Mi acclamerete in svariate
maniere, giocoliere o giullare giacché gioco a scherzare, o istrione e buffone,
oppure cialtrone. M’appello menestrello se servo in un castello, o pagliaccio
quando dormo su un pagliericcio e me ne compiaccio.
Tamen, badate che io non son un
giullare regale, bensì reale.
Io m’adopro per il piacere et il
dispiacere. Bramo sollazzo e ozio, altresì voglio travaglio e cordoglio. Inter-esso
e di-verto, di-verto e inter-esso.
Le vostre laringi arrossiranno di gioie e lamenti.
Le vostre ugole vibreranno per risa e singhiozzi.
Le vostre labbra suggeranno lacrime benigne e maligne.

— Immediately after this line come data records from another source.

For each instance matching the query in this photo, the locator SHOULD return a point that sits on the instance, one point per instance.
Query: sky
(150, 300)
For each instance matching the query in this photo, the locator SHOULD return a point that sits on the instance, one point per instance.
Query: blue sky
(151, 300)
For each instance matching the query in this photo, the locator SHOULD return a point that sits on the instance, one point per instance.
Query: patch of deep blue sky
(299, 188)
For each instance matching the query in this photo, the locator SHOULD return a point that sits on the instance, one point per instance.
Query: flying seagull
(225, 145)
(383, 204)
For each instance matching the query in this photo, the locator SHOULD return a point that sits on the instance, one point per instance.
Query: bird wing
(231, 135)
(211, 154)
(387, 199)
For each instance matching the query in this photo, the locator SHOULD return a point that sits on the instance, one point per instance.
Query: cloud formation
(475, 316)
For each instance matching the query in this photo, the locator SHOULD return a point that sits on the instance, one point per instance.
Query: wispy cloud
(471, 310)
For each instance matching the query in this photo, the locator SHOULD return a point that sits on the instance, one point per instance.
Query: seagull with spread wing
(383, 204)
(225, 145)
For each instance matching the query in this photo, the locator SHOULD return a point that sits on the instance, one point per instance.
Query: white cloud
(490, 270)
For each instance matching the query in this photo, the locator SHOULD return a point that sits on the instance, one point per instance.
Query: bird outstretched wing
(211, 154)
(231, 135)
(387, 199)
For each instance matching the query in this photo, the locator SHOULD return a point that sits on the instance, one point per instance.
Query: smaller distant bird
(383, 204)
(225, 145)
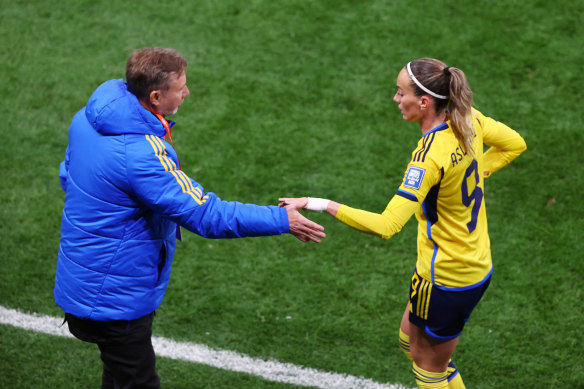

Sulle guance di vossignoria, solleticate da sorrisi leggeri e da
pesanti smorfie percosse, il pianto salace si mescerà all’insipido, perché così ha
deciso Realtà; così ha stabilito la sorella grezza di Verità. E se avete inteso
il costume di codesti tempi contemporanei, comprenderete che oggi un giullare –
un autentico giullare – non può che essere reale.
Sino a che non conquisteremo il diritto di piangere o non piangere, dovrete
piangere e non piangere. Godere e non godere, soffrire e non soffrire.
Plazer et enueg.
Madame e messeri, eccomi; sono il vostro giullare.
Ossimoro vivente e morente, narrante.